Fox just shipped its "The Abyss: Special Edition" DVD with three mini-games: Sonar Spy, Valve Control and ROV Pilot. Meanwhile, consumers who buy the "Independence Day" DVD will receive a free month of online play for Centropolis Interactive's ID4 Online game, where they can choose a side (alien or human) in a massive space combat game. And the six-DVD boxed set of the "Planet of the Apes" movies will include a demo of Fox Interactive's upcoming "Planet of the Apes" adventure game.

The results so far have varied. Disney, for instance, maintains its track record of quality movie tie-ins with its simple but addictive "Tarzan" game. This visually stunning side-scrolling action title is easy enough for kids to play over and over again, although there's no replay value for an older gamer. And Fox's three "Abyss" games are simple, mindless fun--a step in the right direction when it comes to free DVD add-ons.

But "Wild Wild West: The Steel Assassin" is a bad game based on a box-office bomb, sandbagged by dated, two-dimensional backgrounds and terrible control. Who's going to want the full version of the game after suffering through this?

The coming-attractions list in this category is starting to fill up. For one thing, the game industry has a long-running addiction to tie-in games.

"We'd like to bundle the first two 'Blair Witch' DVDs with all three 'Blair Witch' PC games and Nocturne for a Christmas gift," enthused Mike Wilson, CEO of the Gathering of Developers. "We also plan on getting playable PC demos on the re-release of the 'Blair Witch' DVD and the sequel's DVD."

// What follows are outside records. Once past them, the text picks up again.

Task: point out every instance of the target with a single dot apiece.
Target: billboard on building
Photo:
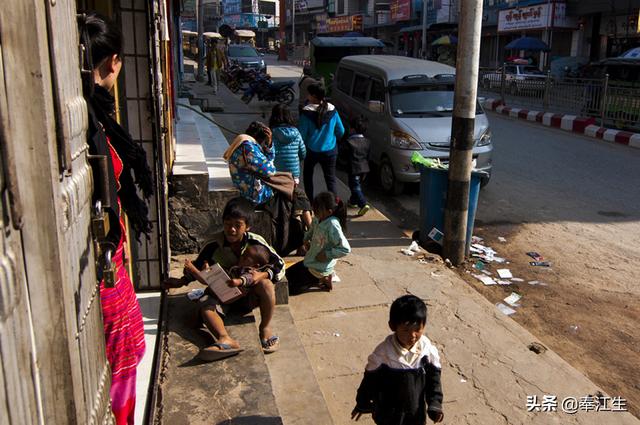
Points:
(400, 10)
(535, 17)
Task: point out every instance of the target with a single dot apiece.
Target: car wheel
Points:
(388, 179)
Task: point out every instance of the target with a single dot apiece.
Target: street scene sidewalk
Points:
(494, 371)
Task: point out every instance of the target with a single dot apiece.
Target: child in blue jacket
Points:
(320, 127)
(325, 242)
(287, 141)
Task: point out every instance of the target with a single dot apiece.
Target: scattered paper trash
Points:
(513, 299)
(485, 279)
(505, 309)
(479, 265)
(504, 273)
(540, 263)
(535, 256)
(195, 294)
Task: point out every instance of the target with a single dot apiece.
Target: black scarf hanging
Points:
(136, 173)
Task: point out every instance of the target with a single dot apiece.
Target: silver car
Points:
(408, 104)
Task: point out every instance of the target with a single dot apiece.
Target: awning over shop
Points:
(245, 33)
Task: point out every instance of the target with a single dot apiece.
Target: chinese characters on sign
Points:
(400, 10)
(535, 17)
(572, 405)
(345, 23)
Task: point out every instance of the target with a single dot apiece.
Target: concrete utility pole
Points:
(464, 113)
(282, 51)
(200, 14)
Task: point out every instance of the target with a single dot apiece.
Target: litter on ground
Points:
(505, 309)
(504, 273)
(485, 279)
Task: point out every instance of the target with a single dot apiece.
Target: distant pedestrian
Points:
(303, 86)
(358, 147)
(325, 242)
(287, 141)
(321, 127)
(401, 384)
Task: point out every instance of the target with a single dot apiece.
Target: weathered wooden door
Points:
(54, 368)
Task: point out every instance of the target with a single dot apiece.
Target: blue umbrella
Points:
(528, 43)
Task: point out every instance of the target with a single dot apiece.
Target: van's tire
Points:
(388, 180)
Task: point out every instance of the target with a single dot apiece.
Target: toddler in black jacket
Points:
(401, 384)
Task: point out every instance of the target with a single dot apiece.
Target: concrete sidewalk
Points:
(488, 368)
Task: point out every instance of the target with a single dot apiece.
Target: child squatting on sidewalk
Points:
(253, 265)
(401, 384)
(325, 242)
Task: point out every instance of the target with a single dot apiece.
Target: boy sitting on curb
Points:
(226, 248)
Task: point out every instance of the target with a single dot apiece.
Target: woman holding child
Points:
(253, 172)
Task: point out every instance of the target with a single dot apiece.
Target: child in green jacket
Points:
(325, 242)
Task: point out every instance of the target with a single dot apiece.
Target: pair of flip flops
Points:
(271, 344)
(218, 351)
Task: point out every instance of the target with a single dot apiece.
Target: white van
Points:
(408, 105)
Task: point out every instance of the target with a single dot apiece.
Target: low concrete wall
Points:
(195, 213)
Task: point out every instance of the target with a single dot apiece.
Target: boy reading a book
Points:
(226, 249)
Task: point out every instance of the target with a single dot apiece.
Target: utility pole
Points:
(424, 29)
(282, 51)
(463, 122)
(200, 14)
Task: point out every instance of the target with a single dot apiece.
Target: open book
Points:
(216, 279)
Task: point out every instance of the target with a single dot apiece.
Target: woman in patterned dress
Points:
(127, 172)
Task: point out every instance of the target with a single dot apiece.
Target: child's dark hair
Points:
(281, 115)
(408, 309)
(316, 90)
(238, 209)
(259, 131)
(358, 125)
(328, 201)
(259, 252)
(101, 37)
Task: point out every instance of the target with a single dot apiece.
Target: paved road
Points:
(573, 199)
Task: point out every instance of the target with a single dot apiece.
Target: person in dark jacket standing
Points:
(358, 147)
(287, 141)
(401, 384)
(320, 127)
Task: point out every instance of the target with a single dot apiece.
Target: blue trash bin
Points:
(433, 199)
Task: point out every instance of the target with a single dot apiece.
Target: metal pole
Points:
(282, 51)
(424, 29)
(603, 107)
(463, 122)
(200, 12)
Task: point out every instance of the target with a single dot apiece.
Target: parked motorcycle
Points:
(269, 91)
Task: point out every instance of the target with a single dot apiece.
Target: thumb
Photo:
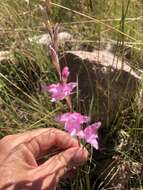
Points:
(53, 169)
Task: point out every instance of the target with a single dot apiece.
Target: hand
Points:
(19, 169)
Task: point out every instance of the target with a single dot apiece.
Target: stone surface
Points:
(106, 85)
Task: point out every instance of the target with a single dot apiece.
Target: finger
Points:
(52, 137)
(53, 169)
(40, 140)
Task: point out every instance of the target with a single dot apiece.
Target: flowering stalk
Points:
(72, 120)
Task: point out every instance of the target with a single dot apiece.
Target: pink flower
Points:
(59, 91)
(72, 121)
(65, 74)
(55, 59)
(90, 134)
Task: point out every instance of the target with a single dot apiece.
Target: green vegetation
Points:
(24, 107)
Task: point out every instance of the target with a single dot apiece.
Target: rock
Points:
(45, 39)
(106, 86)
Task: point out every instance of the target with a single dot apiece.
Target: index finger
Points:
(51, 137)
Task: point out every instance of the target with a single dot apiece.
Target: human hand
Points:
(19, 169)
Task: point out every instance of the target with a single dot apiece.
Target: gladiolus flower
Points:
(59, 91)
(72, 122)
(65, 74)
(90, 134)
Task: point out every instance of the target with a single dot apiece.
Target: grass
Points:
(24, 107)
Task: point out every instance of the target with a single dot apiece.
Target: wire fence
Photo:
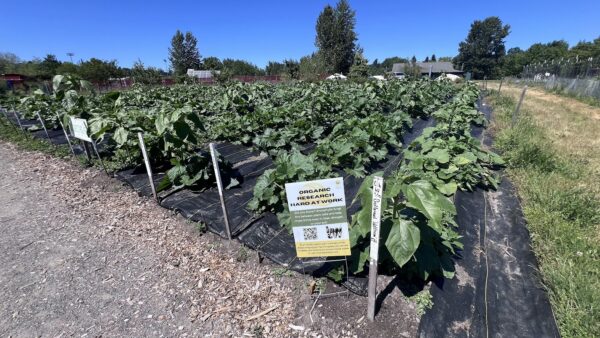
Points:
(575, 76)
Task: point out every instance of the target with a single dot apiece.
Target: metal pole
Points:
(213, 154)
(516, 112)
(43, 126)
(374, 250)
(147, 163)
(66, 134)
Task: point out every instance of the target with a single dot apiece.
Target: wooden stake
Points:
(516, 112)
(18, 119)
(43, 126)
(99, 158)
(66, 134)
(147, 163)
(374, 251)
(213, 154)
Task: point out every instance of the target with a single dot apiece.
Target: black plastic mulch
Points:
(497, 291)
(262, 233)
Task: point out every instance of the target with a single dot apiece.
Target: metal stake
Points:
(516, 112)
(213, 154)
(43, 126)
(374, 249)
(147, 163)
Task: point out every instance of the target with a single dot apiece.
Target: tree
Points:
(98, 71)
(183, 53)
(360, 67)
(483, 49)
(67, 68)
(48, 66)
(514, 61)
(292, 69)
(241, 67)
(336, 38)
(311, 67)
(275, 68)
(143, 75)
(8, 62)
(212, 63)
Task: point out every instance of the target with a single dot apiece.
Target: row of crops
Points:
(310, 131)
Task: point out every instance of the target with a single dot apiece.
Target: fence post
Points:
(66, 134)
(147, 163)
(516, 112)
(213, 154)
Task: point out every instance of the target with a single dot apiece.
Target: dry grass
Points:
(554, 160)
(571, 125)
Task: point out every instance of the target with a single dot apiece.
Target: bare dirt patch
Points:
(82, 255)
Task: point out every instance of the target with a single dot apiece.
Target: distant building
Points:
(14, 80)
(201, 74)
(436, 69)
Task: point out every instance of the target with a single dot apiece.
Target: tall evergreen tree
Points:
(483, 49)
(183, 53)
(360, 66)
(336, 39)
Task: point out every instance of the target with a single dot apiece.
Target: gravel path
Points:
(82, 255)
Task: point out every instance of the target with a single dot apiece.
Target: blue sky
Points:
(259, 31)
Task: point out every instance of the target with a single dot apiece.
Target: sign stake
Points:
(43, 126)
(516, 112)
(147, 163)
(66, 134)
(99, 158)
(374, 250)
(213, 154)
(18, 119)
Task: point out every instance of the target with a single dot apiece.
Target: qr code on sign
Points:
(310, 234)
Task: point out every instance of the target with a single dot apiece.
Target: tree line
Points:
(482, 53)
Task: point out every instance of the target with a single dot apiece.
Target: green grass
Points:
(562, 209)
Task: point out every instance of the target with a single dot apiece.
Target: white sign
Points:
(376, 216)
(318, 216)
(374, 251)
(79, 129)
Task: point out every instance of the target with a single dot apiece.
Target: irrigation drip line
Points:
(496, 288)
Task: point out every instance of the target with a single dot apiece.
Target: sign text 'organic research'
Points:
(79, 129)
(318, 216)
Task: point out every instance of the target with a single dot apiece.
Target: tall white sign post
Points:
(79, 130)
(318, 217)
(374, 251)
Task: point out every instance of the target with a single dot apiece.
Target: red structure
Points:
(13, 80)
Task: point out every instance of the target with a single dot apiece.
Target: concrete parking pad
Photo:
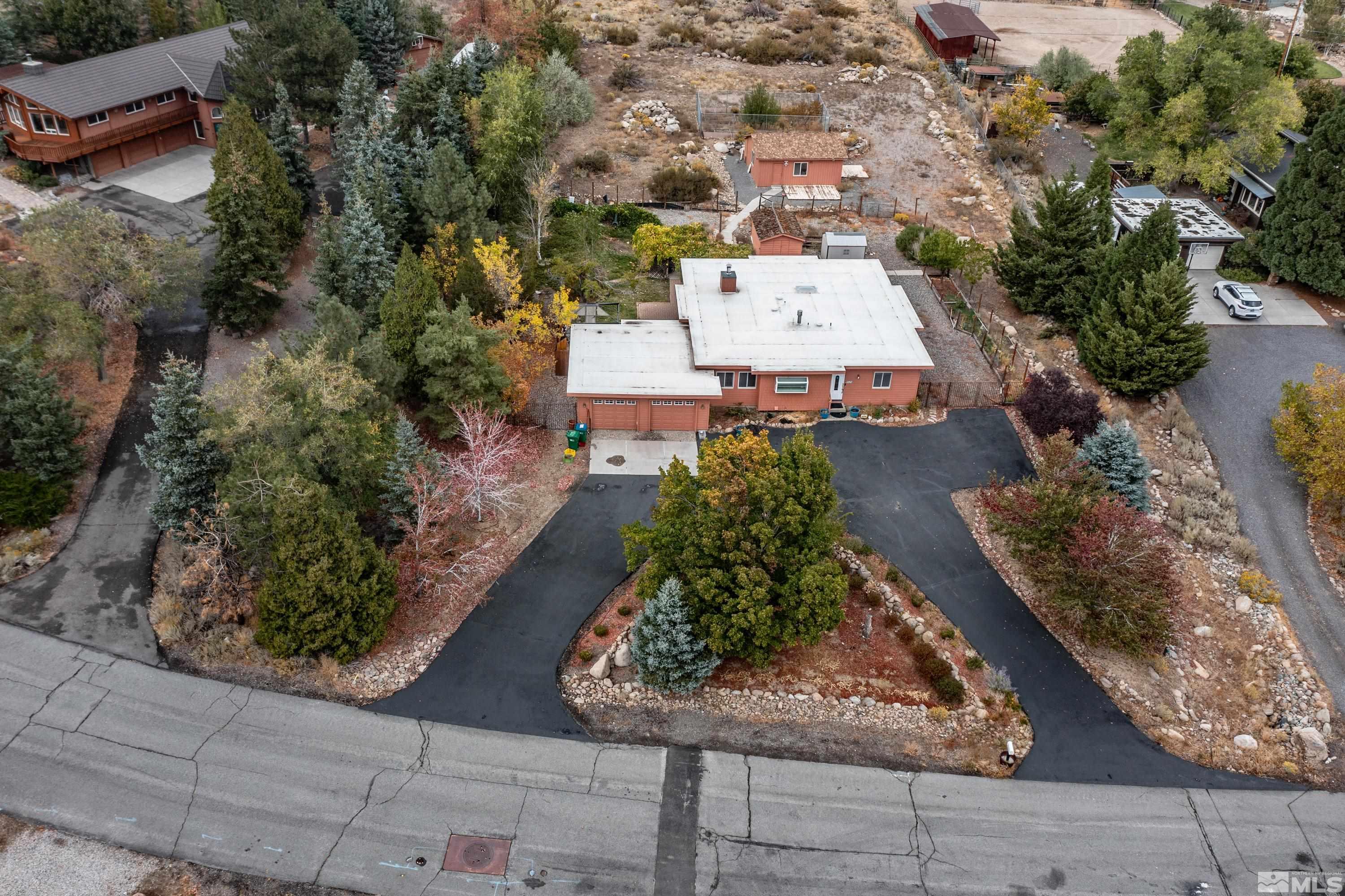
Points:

For another, the next round of home video-game consoles--Sony's PlayStation2, due this fall, and Nintendo's Dolphin and Microsoft's X-Box, both scheduled to arrive next year--all include DVD drives. So consider yourselves warned.

Said Sven Davison, manager of DVD product development at Fox Home Video: "As long as timing, scheduling and the legal departments allow, we're going to incorporate interactive games into as many of our . . . titles as possible."